Pour améliorer ses résultats, l'éleveur a décidé d'utiliser deux autres techniques. Tout d'abord le test CMT, qui est désormais effectué sur toutes les vaches ayant moins de 300.000 cellules. Il permet de connaître l'état sanitaire de la mamelle, quartier par quartier. L'éleveur le réalise trois jours avant le tarissement, puis le jour même pour confirmer le premier. «Au début, il était difficile d'interpréter ce test. En fait, il faut, dans un premier temps, bien respecter les doses indiquées: 2 ml de produit pour 2 ml de lait. Ensuite, c'est en comparant les quatre échantillons prélevés que je sais si l'un d'eux est infecté.» Dès que la réaction est légèrement grise, l'éleveur traite le quartier concerné avec un produit à courte action. L'autre changement a consisté à utiliser systématiquement des obturateurs de trayons sur les vaches ou quartiers qui ne reçoivent pas d'antibiotique. A présent, seuls les bovins à plus de 300.000 cellules sont automatiquement traités avec un produit à longue action. «Cela fait trois ans que nous utilisons cette technique et, depuis, nous n'avons plus eu une seule vache infectée durant la période sèche.»

La qualité du lait est au rendez-vous. Ainsi, sur la dernière campagne laitière, le lait de tank comportait entre 150.000 et 200.000 cellules. Seules les livraisons de juin et juillet ont été pénalisées avec des comptages tout juste supérieurs à 250.000. Autre résultat important: 72% des vaches sont à moins de 300.000 et 10% au-delà de 800.000. Au final, le cahier des charges est largement respecté. «Aujourd'hui, de 40 à 50% des animaux sont taris sans antibiotique.»
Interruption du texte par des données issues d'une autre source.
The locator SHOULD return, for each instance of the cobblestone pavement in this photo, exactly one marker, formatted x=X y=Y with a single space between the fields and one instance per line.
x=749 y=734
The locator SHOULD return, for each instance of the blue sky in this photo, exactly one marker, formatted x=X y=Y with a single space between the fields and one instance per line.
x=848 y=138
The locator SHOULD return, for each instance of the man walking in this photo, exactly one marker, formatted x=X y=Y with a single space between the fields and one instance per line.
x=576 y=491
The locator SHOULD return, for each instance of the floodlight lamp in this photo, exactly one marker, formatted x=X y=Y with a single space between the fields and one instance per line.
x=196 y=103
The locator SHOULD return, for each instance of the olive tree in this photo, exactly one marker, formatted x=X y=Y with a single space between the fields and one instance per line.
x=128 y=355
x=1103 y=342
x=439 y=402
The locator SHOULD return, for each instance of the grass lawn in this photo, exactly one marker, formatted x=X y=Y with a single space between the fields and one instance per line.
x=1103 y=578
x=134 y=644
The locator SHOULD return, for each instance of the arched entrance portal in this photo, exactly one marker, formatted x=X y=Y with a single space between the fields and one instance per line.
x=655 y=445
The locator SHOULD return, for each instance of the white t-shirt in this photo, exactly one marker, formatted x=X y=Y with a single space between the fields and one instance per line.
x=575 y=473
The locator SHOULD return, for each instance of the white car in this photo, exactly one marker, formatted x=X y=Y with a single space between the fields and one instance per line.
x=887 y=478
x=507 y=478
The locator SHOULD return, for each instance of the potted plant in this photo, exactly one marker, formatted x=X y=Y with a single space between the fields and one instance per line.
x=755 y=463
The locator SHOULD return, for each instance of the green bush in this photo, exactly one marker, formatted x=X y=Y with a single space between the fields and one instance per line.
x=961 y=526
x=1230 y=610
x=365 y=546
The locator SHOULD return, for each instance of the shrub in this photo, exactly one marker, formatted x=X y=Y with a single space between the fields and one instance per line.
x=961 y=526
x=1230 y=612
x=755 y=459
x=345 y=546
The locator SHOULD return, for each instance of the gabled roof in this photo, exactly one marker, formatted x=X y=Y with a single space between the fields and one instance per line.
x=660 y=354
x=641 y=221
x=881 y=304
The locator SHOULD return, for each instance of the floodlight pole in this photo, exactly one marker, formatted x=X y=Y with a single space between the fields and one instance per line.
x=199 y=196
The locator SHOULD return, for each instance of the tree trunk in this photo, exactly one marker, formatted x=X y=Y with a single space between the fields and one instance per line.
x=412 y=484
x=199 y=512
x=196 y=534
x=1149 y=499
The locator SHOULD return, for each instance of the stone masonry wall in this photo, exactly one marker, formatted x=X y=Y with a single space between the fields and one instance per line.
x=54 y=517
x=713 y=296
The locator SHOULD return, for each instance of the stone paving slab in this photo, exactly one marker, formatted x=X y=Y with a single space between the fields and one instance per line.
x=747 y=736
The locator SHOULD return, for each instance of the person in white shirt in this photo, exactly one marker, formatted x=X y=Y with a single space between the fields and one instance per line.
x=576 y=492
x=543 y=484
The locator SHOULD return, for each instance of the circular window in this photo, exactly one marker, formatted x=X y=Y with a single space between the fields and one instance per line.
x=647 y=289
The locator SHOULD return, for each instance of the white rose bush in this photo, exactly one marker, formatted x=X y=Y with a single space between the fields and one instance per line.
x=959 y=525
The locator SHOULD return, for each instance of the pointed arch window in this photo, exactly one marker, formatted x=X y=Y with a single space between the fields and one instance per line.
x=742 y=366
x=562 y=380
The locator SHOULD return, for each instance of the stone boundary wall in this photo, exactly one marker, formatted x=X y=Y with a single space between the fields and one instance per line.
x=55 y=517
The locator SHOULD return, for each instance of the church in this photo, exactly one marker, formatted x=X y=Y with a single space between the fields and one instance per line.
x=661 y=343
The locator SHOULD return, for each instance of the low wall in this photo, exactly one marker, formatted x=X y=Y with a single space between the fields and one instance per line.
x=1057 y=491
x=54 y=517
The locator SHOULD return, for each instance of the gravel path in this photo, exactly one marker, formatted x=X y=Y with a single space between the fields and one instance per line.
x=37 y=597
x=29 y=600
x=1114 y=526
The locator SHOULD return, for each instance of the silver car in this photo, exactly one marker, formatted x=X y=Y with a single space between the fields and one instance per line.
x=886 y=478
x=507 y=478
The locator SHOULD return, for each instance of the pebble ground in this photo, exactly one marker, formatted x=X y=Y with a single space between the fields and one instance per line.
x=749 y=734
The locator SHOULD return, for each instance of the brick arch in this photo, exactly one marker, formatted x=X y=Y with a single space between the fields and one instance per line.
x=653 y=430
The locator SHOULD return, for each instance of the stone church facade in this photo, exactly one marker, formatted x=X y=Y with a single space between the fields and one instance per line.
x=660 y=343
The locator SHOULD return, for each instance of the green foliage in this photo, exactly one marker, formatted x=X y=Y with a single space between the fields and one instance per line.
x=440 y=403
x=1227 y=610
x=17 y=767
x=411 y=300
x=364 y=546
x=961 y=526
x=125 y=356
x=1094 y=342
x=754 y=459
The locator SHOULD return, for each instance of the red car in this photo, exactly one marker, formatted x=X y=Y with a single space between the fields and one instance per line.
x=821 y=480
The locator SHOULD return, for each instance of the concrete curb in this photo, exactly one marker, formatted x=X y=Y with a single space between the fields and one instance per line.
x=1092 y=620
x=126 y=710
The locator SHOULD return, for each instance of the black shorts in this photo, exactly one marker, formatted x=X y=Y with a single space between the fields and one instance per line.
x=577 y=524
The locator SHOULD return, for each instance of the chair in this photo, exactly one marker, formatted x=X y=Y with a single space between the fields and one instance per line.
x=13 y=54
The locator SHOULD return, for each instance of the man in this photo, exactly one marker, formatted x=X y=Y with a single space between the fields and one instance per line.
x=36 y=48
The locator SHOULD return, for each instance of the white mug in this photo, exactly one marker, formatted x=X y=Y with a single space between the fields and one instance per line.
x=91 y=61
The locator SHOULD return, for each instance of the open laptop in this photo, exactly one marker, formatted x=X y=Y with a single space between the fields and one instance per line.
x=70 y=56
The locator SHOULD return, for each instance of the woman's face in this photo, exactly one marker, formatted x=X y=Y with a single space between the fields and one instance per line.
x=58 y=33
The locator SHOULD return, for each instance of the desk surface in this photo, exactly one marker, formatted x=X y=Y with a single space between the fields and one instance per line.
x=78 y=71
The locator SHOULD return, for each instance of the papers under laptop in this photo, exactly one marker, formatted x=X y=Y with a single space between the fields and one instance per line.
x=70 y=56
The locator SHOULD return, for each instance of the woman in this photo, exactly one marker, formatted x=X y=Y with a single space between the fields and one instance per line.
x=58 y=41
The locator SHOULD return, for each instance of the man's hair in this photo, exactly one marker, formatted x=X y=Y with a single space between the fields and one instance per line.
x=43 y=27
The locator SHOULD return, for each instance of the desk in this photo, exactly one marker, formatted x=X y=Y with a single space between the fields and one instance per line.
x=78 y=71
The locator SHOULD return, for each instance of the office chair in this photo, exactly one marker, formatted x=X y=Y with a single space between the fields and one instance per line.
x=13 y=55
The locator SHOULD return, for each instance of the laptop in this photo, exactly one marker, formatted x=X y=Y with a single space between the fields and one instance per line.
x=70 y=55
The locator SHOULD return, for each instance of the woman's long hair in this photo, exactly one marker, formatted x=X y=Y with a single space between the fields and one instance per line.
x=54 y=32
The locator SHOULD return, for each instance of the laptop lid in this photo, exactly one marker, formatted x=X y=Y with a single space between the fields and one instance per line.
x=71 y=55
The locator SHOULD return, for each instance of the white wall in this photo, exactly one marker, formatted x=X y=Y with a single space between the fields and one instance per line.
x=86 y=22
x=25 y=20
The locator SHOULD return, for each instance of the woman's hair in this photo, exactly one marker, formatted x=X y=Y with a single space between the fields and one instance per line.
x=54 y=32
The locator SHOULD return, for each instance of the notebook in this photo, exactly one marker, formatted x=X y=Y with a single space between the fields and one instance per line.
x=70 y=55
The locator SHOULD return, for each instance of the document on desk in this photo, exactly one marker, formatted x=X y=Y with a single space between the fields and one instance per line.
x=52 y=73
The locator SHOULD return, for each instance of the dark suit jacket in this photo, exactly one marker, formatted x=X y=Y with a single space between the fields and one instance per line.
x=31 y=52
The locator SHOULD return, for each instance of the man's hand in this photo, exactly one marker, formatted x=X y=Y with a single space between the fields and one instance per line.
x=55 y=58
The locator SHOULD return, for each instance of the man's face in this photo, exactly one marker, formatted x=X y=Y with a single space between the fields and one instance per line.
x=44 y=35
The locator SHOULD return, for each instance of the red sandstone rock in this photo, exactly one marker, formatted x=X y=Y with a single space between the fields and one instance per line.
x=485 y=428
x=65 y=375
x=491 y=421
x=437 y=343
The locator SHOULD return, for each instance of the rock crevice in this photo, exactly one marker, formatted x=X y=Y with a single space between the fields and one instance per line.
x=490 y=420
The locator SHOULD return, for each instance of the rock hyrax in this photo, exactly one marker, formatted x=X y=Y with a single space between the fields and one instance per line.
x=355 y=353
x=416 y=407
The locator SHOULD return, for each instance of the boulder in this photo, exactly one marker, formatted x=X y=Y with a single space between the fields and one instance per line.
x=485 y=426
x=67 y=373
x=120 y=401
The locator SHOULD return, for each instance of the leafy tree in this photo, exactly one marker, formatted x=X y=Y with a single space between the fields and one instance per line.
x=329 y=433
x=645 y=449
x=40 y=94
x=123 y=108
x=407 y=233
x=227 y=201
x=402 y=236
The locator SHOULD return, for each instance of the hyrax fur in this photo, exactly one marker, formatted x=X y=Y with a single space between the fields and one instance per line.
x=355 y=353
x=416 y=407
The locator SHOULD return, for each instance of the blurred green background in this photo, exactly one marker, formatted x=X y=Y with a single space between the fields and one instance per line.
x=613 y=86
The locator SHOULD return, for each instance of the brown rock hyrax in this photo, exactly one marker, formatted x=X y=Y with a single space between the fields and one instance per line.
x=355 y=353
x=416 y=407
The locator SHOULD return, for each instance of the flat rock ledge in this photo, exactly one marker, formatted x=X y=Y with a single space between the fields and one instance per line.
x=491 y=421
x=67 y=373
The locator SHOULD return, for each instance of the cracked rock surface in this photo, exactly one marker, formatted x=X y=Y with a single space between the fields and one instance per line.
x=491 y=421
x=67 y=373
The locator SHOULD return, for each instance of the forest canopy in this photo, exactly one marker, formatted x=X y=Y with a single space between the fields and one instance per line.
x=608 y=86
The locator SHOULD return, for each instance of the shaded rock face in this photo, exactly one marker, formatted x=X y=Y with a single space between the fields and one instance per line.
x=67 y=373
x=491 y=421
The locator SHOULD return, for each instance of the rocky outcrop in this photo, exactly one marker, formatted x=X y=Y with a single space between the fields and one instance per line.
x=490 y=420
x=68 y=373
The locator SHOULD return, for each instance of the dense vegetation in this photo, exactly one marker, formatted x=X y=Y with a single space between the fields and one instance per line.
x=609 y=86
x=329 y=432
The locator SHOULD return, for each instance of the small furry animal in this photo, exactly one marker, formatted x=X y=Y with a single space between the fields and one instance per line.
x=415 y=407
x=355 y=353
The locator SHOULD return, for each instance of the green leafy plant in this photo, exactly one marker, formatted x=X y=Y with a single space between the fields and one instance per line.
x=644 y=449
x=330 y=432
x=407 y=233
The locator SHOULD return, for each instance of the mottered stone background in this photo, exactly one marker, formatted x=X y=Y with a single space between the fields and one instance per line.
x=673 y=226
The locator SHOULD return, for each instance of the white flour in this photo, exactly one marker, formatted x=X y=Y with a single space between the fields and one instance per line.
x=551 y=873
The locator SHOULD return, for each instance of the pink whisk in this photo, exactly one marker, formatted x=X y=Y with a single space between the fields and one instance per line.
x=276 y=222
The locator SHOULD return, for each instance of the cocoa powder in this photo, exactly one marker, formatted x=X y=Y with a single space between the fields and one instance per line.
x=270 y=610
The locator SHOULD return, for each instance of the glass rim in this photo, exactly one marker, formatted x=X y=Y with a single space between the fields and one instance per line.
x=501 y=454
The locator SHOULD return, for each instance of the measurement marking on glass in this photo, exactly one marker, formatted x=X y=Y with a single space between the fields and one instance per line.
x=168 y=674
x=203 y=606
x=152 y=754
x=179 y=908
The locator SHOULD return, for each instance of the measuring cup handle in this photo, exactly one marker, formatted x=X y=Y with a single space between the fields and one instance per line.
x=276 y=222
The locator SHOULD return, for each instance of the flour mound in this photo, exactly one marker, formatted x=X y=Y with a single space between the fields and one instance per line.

Pour mettre toutes les chances de son côté, Pascal apporte un soin particulier à la conduite du troupeau. Ainsi, le concentré de production n'est plus distribué durant les deux derniers mois de lactation. Les vaches à plus de 18 kg sont nourries au foin deux jours avant le tarissement. «Je leur administre aussi un traitement homéopathique qui arrête la sécrétion lactée. Ensuite, les taries sont conduites au pré et ont à leur disposition du foin. Elles font l'objet d'une surveillance quotidienne.»